Why is EF generating SQL queries with unnecessary null-checks?

I came across an issue with EF creating terrible queries when searching on a string field. Its produced a query in the style of lazy programmers to encompass null checking which forces the whole index to be scanned.

consider the following queries.

  1. Query 1

    var p1 = "x";
    var r1 = ctx.Set<E>().FirstOrDefault(
                            subject =>
                                p1.Equals(subject.StringField));
    
  2. Query 2

    const string p2 = "x";
    var r2 = ctx.Set<E>().FirstOrDefault(
                            subject =>
                                p2.Equals(subject.StringField));
    

Query 1 produces

WHERE (('x' = [Extent2].[StringField]) OR (('x' IS NULL) AND ([Extent2].[StringField] IS NULL))) 

and executes in 4 seconds

Query 2 produces

WHERE (N'x' = [Extent2].[StringField]) 

and executes in 2 milliseconds

Does anyone know of any work arounds? (no the parameter cant be a const as it is entered by user input but cannot be null.)

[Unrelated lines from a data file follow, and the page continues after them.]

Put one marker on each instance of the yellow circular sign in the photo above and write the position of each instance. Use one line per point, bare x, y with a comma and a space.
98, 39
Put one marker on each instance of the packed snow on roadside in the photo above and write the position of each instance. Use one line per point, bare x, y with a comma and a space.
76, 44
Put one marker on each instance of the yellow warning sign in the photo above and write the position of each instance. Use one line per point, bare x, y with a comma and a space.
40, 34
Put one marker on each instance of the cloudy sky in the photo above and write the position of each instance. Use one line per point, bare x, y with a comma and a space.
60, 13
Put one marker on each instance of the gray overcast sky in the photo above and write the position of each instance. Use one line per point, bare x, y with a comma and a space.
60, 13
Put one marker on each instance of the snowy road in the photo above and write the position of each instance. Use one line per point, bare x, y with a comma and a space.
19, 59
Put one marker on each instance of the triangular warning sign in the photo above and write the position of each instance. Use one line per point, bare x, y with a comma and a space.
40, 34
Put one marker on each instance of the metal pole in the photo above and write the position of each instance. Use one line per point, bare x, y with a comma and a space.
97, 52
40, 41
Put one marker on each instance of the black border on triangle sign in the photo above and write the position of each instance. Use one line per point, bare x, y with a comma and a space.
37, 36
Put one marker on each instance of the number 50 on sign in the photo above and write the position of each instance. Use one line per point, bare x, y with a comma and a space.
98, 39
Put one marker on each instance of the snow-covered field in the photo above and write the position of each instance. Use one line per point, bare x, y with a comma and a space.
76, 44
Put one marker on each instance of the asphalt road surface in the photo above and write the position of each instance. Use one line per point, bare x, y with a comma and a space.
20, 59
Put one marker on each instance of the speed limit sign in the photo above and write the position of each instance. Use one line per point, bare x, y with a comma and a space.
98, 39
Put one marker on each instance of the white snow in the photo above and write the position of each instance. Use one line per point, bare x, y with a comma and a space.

N.B When profiled, both queries are prepared with sp_executesql by EF; as of-cause if they were just executed the query optimiser would negate the OR 'x' IS NULL check.

for @Martin


Solution 1:

Set UseDatabaseNullSemantics = true;

  • When UseDatabaseNullSemantics == true, (operand1 == operand2) will be translated as:

    WHERE operand1 = operand2
    
  • When UseDatabaseNullSemantics == false, (operand1 == operand2) will be translated as:

    WHERE
        (
            (operand1 = operand2)
            AND
            (NOT (operand1 IS NULL OR operand2 IS NULL))
        )
        OR
        (
            (operand1 IS NULL)
            AND
            (operand2 IS NULL)
        )
    

This is documented by Microsoft:

Gets or sets a value indicating whether database null semantics are exhibited when comparing two operands, both of which are potentially nullable. The default value is false.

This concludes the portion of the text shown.